Cheng disputed the department’s projections of gross annual recreational cannabis sales of $200 million to $273 million because it is not clear how much money tourists visiting the islands will spend on adult-use cannabis. His projections for recreational cannabis sales were more than $400 million. This is roughly the same amount as Hawaii spends on alcohol each year. The tax increase would probably amount to about $80million at this rate.

Cheng says that there is a lot of room for growth for Hawaii’s cannabis industry. According to data from the Department of Health in Hawaii, there had been 33,725 valid medical marijuana card holders as of September 31st. Each business only has access to an incredibly small percentage of total patients, as there are eight marijuana dispensaries scattered across the islands.

“We’re really only catering to about 8,000, 9,000 patients,” said Cheng. “And those patient numbers have increased over the last three years, especially during the pandemic and we’ve seen revenue double from two years ago.”

Task Force on Legalization In Hawaii

The Dual Use of Cannabis Task Force was created last year by the state legislature and current Democratic Governor David Ige, who opposes recreational cannabis legalization, to explore the issues surrounding further reform of Hawaii’s marijuana policy. The state’s lawmakers legalized the medicinal use of cannabis in 2000, making Hawaii the first state to legalize medical marijuana by action of the legislature rather than through the ballot box. But, legalization of medical marijuana dispensaries was not achieved until 2015.

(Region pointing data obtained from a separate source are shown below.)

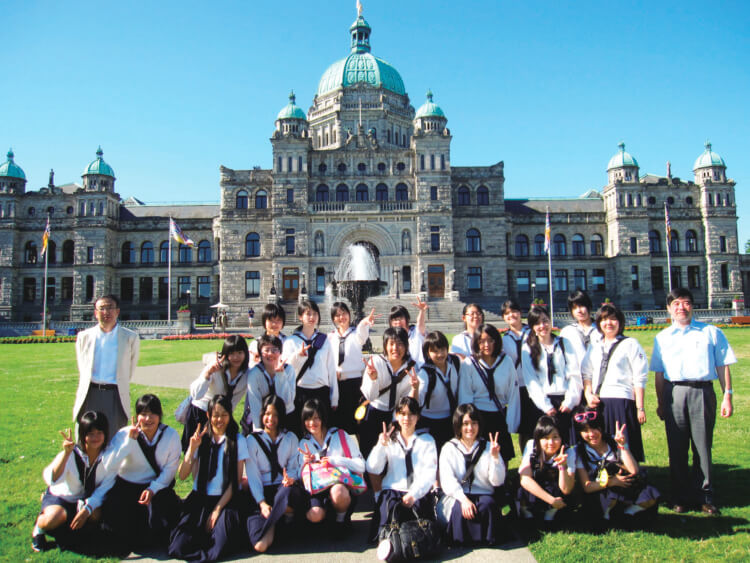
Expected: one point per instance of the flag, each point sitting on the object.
(45, 238)
(176, 233)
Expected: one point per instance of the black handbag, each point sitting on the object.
(414, 539)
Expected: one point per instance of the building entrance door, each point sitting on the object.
(436, 281)
(290, 290)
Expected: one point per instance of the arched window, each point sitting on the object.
(654, 242)
(363, 194)
(539, 245)
(464, 197)
(402, 192)
(204, 251)
(597, 245)
(522, 246)
(164, 252)
(579, 245)
(559, 247)
(342, 192)
(241, 201)
(30, 255)
(483, 195)
(473, 241)
(128, 253)
(252, 245)
(406, 241)
(381, 192)
(69, 251)
(321, 193)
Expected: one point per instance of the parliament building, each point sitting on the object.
(362, 166)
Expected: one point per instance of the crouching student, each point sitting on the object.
(470, 469)
(272, 470)
(607, 471)
(209, 525)
(142, 506)
(547, 473)
(77, 483)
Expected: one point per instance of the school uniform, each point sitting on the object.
(487, 473)
(688, 358)
(555, 383)
(615, 369)
(264, 467)
(202, 390)
(189, 539)
(411, 469)
(438, 397)
(347, 349)
(382, 393)
(261, 384)
(546, 475)
(318, 381)
(486, 387)
(142, 464)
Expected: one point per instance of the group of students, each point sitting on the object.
(428, 424)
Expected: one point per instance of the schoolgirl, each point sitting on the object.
(488, 381)
(615, 372)
(409, 458)
(310, 354)
(551, 372)
(473, 317)
(346, 342)
(547, 473)
(387, 379)
(227, 376)
(399, 318)
(513, 341)
(270, 377)
(607, 471)
(142, 506)
(272, 469)
(273, 319)
(77, 483)
(209, 524)
(470, 469)
(438, 388)
(340, 449)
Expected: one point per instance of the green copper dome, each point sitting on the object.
(429, 108)
(10, 169)
(98, 166)
(621, 159)
(291, 110)
(361, 66)
(708, 158)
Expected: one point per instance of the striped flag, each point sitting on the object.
(45, 238)
(176, 233)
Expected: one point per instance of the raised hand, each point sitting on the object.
(68, 443)
(494, 447)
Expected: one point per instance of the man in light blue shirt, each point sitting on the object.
(688, 356)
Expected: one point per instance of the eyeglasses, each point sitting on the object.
(582, 417)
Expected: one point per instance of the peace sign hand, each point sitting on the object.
(495, 445)
(68, 442)
(620, 434)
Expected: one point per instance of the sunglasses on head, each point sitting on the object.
(582, 417)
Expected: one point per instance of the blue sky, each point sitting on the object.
(172, 90)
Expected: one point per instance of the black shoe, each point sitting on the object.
(39, 543)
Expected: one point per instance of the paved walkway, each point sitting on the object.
(309, 546)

Cheng said that he is hopeful that following next week’s general election, the administration of a new governor will herald new progress in cannabis legalization.

“I think there’s real positive mood right now when it comes to adult use cannabis with the recent pardoning by President Biden on federal drug charges,” said Cheng.

Terilynne Gorman, a task force member from Maui, said that if the aim of legalizing marijuana is to generate revenue, the taxes collected from medical marijuana and expected from adult-use cannabis will not live up to people’s expectations. She said that the projected tax revenue does not “seem like much of a windfall for the state of Hawaii. … This could not be the tax windfall that people are anticipating.”

Gorman added that if the goal is to generate tax revenue for public coffers, a state lottery could be “much more lucrative,” then noted, “I know we’re not here to discuss that.”

Yamane has told reporters that the task force is Hawaii’s best chance to legalize cannabis after years of failed attempts. Yamane said that the task force is still collecting information and will report back to the legislature.

“There’s going to be a number of opportunities for the general public to chime in, testify for or against,” he said. “But what we wanted was to dispel some of the myths and find out what is fact.”

With voters in five states deciding on cannabis legalization in next week’s election, industry representatives in Hawaii hope that their state will not be far behind.

“We should all stay tuned, and we should be prepared for the public to provide input and comment,” said Randy Gonce, director of the Hawaii Cannabis Industry Association. “This is the closest Hawaii has ever been to legalizing cannabis in the history of our state.”